Gespür für Teig und Klima

Norbert Santeler arbeitet in seiner Backstube unter besonderen Bedingungen - auf 2440 Metern Höhe.

Norbert Santeler arbeitet in seiner Backstube unter besonderen Bedingungen.Norbert Santeler arbeitet in seiner Backstube unter besonderen Bedingungen.

Pitztaler Gletscher (koca). Auf 2840 Metern Höhe liegt die Backstube von Konditormeister Norbert Santeler. Dort ist die Bergstation, wenn man in Mandarfen im Pitztal in Tirol in Österreich den Gletscherexpress nimmt.

Doch nicht nur ins auf dieser Höhe liegende Gletscherrestaurant, sondern auch ins auf 3440 Meter liegende „Café 3440“ werden Santelers Backwaren transportiert. Es ist der höchste Punkt im Skigebiet Pitztaler Gletscher und der höchste Punkt, den man in Österreich derzeit mit einer Bergbahn erreichen kann.

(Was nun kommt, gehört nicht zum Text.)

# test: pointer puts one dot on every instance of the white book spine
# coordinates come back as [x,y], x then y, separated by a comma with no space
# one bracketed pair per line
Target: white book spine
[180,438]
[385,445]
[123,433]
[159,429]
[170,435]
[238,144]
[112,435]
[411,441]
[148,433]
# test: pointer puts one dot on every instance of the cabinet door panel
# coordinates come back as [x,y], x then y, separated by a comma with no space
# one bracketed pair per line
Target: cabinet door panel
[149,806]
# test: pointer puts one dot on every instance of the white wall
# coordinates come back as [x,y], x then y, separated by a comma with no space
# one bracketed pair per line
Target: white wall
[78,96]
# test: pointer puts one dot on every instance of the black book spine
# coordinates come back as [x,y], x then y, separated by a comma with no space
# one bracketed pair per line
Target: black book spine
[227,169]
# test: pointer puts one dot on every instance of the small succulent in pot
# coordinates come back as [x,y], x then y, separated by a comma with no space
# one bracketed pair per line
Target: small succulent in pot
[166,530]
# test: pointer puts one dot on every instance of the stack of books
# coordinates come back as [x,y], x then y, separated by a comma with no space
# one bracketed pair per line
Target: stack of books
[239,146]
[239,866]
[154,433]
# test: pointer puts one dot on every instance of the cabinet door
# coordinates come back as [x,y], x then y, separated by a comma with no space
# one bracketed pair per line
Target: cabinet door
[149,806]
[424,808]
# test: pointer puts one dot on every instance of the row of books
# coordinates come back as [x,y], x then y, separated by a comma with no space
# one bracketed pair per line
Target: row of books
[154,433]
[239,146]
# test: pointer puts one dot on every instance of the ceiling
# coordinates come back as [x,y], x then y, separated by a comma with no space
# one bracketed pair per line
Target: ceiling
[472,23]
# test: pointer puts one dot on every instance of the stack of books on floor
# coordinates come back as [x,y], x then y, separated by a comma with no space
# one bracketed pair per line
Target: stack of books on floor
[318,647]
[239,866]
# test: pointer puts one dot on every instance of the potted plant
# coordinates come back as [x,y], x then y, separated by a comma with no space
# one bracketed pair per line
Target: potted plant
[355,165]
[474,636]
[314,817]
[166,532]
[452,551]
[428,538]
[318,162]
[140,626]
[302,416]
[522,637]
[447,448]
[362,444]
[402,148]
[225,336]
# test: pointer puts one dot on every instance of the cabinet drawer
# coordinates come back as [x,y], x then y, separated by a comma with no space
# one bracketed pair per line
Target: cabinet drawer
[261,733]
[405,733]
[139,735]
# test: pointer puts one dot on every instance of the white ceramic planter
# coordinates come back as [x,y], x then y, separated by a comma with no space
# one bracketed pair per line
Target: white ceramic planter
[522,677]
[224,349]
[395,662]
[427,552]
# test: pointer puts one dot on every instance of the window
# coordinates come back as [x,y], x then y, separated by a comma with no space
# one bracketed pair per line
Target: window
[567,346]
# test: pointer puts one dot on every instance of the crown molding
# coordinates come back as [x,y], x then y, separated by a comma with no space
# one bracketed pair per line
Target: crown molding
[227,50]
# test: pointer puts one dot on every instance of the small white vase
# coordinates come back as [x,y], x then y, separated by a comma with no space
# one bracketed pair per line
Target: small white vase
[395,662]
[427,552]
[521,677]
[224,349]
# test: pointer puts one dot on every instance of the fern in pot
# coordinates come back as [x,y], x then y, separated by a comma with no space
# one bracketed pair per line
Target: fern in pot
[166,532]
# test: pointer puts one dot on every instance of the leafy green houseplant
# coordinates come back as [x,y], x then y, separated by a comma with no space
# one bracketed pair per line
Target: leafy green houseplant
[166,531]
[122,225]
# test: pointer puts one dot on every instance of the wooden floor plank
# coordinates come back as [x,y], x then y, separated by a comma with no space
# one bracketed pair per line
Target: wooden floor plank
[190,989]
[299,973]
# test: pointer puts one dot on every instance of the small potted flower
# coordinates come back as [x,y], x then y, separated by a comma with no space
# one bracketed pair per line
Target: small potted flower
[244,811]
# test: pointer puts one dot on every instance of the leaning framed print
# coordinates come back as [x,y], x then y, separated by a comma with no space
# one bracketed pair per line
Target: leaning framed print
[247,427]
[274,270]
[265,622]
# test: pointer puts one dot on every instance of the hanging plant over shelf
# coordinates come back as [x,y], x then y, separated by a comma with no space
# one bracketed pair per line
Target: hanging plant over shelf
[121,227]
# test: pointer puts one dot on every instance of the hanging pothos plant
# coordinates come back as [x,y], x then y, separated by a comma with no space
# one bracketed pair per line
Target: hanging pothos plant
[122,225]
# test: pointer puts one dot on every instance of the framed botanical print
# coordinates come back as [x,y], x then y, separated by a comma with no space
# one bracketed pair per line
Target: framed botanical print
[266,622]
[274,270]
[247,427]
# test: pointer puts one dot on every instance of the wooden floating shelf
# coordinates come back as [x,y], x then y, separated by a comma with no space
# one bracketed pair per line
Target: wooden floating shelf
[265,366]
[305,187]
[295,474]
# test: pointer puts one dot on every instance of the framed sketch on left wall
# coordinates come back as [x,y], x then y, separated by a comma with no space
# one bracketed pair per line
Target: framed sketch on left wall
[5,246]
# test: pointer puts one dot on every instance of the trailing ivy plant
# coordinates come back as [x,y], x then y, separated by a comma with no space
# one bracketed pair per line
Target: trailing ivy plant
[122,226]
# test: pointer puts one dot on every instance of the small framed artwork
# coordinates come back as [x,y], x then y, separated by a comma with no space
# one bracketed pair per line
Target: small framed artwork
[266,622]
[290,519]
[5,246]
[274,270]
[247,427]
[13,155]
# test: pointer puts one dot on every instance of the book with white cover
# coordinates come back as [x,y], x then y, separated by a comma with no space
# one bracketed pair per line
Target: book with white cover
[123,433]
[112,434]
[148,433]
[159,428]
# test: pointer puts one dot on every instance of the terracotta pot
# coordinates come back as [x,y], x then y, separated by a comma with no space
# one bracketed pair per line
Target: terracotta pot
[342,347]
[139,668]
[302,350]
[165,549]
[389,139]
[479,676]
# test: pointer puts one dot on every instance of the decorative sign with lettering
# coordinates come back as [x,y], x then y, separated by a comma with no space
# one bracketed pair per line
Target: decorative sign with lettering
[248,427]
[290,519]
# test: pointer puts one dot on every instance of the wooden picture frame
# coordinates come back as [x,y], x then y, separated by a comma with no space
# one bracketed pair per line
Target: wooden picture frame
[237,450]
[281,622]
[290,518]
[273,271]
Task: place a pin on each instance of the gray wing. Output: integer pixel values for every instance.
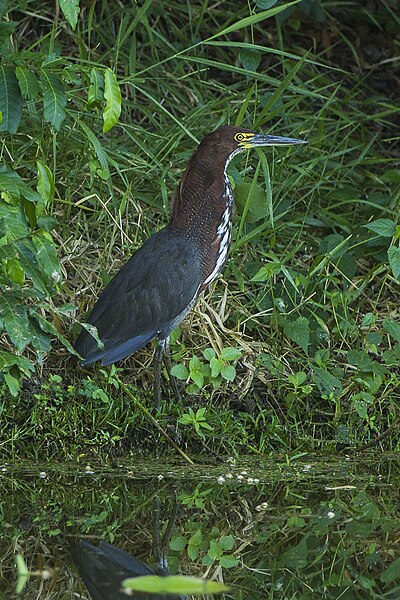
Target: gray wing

Die Höhe stellt besondere Anforderungen an die Arbeit mit den Backwaren, wie aus einem Beitrag der Welt über den Konditormeister hervorgeht. Gut handhabbar sei der stark nachgefragte Apfelstrudel. Die Äpfel kommen getrocknet in seine Backstube hinter dem Restaurant. Äpfel, Rosinen, Zucker und Zimt werden problemlos in den Teig gerollt, der dann gebacken wird.

Der Biskuit für die Torte sei dabei eine Sache für sich. Locker und luftig müsse er sein. Aber Höhe und Luftdruck mache ihm zu schaffen. Bei Tiefdruck ist es viel schwieriger, Volumen in die Masse hineinzuschlagen. Der Teig sei weniger luftig und gehe nicht auf.

„Ich habe viel probiert. Inzwischen habe ich ein gutes Gefühl für das Wetter und den Teig“, sagt Santeler. Also backt er die Böden nur, wenn die meteorologischen Voraussetzungen passen. Dann legt er einen Vorrat an und friert diesen ein.

Auch Wasser zu kochen, dauere in der Höhe sehr viel länger und die Arbeit in der dünnen Luft sei generell anstrengend.